# New Member - Question regarding Ovation II



## vincel (Sep 1, 2008)

Hi, I just moved into a house that has a gas fireplace in it.  The owners manual is with it and it says it's an Ovation II Direct Vent Gas WG3 Top Vent.  I do not need this and want to sell it.  I can't find anything online regarding an Ovation series fireplace.  Is there a manufacture of this that anyone knows of?   Does anyone have any thoughts on where the best place to sell something like this is?

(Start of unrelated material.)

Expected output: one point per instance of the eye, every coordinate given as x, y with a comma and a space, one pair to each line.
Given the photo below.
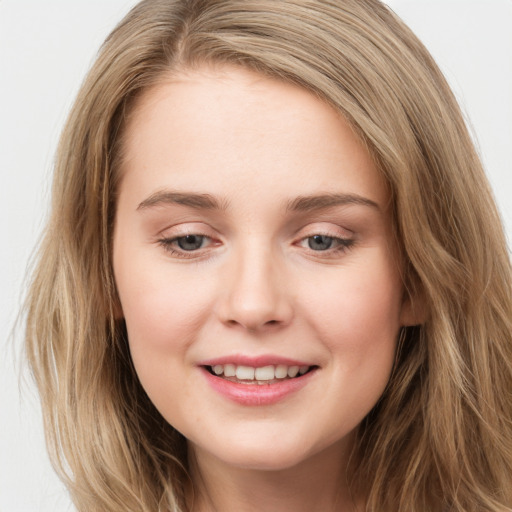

Thanks for your help...Vince


----------



## coreystaf (Sep 5, 2008)

Hi Vincel
Your Ovation fireplace is WAS manufactured by Whitfield, in the days before Lennox bought them.  Its probably between 8-10 years old or so.  As long as everything is in tact, it may be a decent heater for someone, they seemed to be pretty reliable in their day.


----------



## vincel (Sep 5, 2008)

Thanks Corey....any idea where a good place to advertise it would be?


----------



## coreystaf (Sep 5, 2008)

There is a thread here for selling items, craigslist, newspaper?  You should be able to get a conversion kit to go to lp or nat, from whichever you are on currently, that may double your potential to sell it.  If I can help you locate parts, feel free to let me know, I am a Lennox retailer.


----------